Image credit: NASA, ESA, and G. Canalizo (University of California, Riverside).

A quasar is an incredibly interesting object, so interesting that when we first saw them, we had no idea what they actually were. With the advent of radio astronomy, we started to discover these incredibly bright sources in radio frequencies. And yet, when we looked in other wavelengths of light — visible, X-ray, ultraviolet, infrared, microwave — we saw absolutely nothing. For some reason, there were these radio sources, these point-like, concentrated radio sources, that exhibited no other signals at all. We named them Quasi-Stellar Radio Sources (QSRS), or quasars.

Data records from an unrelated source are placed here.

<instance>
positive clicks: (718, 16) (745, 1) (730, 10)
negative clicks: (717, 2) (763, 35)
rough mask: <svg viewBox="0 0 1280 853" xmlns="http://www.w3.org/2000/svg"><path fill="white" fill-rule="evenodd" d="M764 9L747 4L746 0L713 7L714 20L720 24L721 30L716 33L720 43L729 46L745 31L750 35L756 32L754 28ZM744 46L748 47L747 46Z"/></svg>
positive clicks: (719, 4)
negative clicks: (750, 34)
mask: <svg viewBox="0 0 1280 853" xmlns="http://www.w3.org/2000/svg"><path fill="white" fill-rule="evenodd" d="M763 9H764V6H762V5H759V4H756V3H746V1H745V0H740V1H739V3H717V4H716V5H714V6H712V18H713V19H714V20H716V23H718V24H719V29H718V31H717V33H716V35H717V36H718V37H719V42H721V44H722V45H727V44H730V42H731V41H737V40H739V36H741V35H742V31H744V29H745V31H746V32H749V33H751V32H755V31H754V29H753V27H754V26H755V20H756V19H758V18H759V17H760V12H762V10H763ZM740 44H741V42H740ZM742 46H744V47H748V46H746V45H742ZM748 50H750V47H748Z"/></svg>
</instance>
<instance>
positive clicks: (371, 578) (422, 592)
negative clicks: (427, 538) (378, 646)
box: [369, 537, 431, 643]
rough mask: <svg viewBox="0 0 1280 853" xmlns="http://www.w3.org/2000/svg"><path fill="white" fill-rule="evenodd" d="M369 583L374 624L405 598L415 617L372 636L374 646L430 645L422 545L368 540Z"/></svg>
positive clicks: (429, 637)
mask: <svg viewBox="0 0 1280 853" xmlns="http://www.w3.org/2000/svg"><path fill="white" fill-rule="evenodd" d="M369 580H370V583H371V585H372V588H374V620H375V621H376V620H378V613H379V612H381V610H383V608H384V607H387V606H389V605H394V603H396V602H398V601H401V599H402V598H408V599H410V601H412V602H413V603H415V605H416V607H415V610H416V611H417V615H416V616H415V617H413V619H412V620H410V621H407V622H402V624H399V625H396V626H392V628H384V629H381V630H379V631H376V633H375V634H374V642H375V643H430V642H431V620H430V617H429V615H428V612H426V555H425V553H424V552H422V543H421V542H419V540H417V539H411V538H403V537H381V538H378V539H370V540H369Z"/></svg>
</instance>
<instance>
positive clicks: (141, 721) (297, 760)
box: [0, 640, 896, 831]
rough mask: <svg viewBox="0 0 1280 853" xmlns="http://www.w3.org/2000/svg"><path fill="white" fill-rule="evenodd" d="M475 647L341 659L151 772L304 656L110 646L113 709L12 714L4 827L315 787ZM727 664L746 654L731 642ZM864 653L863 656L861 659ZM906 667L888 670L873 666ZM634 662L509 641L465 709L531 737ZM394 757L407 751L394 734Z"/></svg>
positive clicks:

Images credit: John Bahcall (Institute for Advanced Study, Princeton), Mike Disney (University of Wales), and NASA.

Over time, we began to discover a number of interesting properties about these objects:

  • Almost all of them were located extremely far away, at colossal redshifts far exceeding the other modern limits of what was observable.
  • The brightness in the radio indicated that something more energetic was happening than anything else thus far seen in the Universe.
  • And finally, these objects appeared somewhat different depending on how they were oriented with respect to us.

Eventually, our observational toolkit improved enough that we started to discover similarities between quasars and a few other classes of objects: active galactic nuclei (AGNs), blazars, and magnetars.

Image credit: © 2014 Ángel R. López-Sánchez, via http://oldweb.aao.gov.au/local/www/alopez/multiwave.html.

What we came to realize was that the same generic thing was happening in all of these objects: a supermassive black hole at the center of a galaxy was somehow feeding on matter, and ejecting a tremendous amount of material, energy, and (radio) light out into space. Finally, our observations improved enough that we were able to detect the host galaxies for these quasars as well, even the ones located many billions of light years away.

But how does this occur? How do these supermassive black holes actually emit so much energy? Shouldn’t they be absorbing, or sucking all the matter-and-energy in instead? After all, that’s the one thing we all learn about black holes: that they suck everything in, and there’s no escape.

Well, it’s true that there’s no escape, but as far as “sucking everything in” goes? It’s a lie. The illustrations and visualizations you’ve seen to that effect — including the video made by NASA , above — are outright wrong. Instead, if you’re outside the event horizon, being near a black hole is no different than being near any other source of gravity. If the Sun were surreptitiously replaced by a black hole of the exact same mass — 1.99 × 10³⁰ kg — the Earth and all the planets would continue in their orbits in exactly the same fashion they’re moving right now.

The reason quasars do what they do, so to speak, is because these incredibly large masses can accelerate matter near them to very rapid speeds.

Image credit: C. Carilli at NRAO, of Cygnus A in four different radio bands.

The matter itself forms an accretion disk around the black hole, where it gets accelerated to speeds so great that they give off radiation of many different frequencies, including in the radio. We also see two “lobes” perpendicular to the accretion disk, which are jets of accelerated matter getting ejected at relativistic speeds. The sources we call blazars happen to be oriented with one of the lobes/jets pointed right towards us, while other active galaxies tend to be oriented otherwise.

Image credit: Aurore Simonnet, NASA / Fermi — GLAST telescope.

Quasars shine as brightly as they do because the things they devour get stretched apart, torn into bits, and accelerated by the irresistible force of gravity. They put out so much energy because that matter interacts with other bits of matter, heats up and has no choice but to emit radiation. And they’re visible from such great distances because these are black holes hundreds of millions or even billions of times the mass of our Sun, devouring millions of solar masses worth of matter but not devouring tens or hundreds of millions more.

Black holes aren’t the vacuum cleaners of the cosmos; they’re the cookie monsters of the cosmos, missing their “mouths” with practically all of their potential food.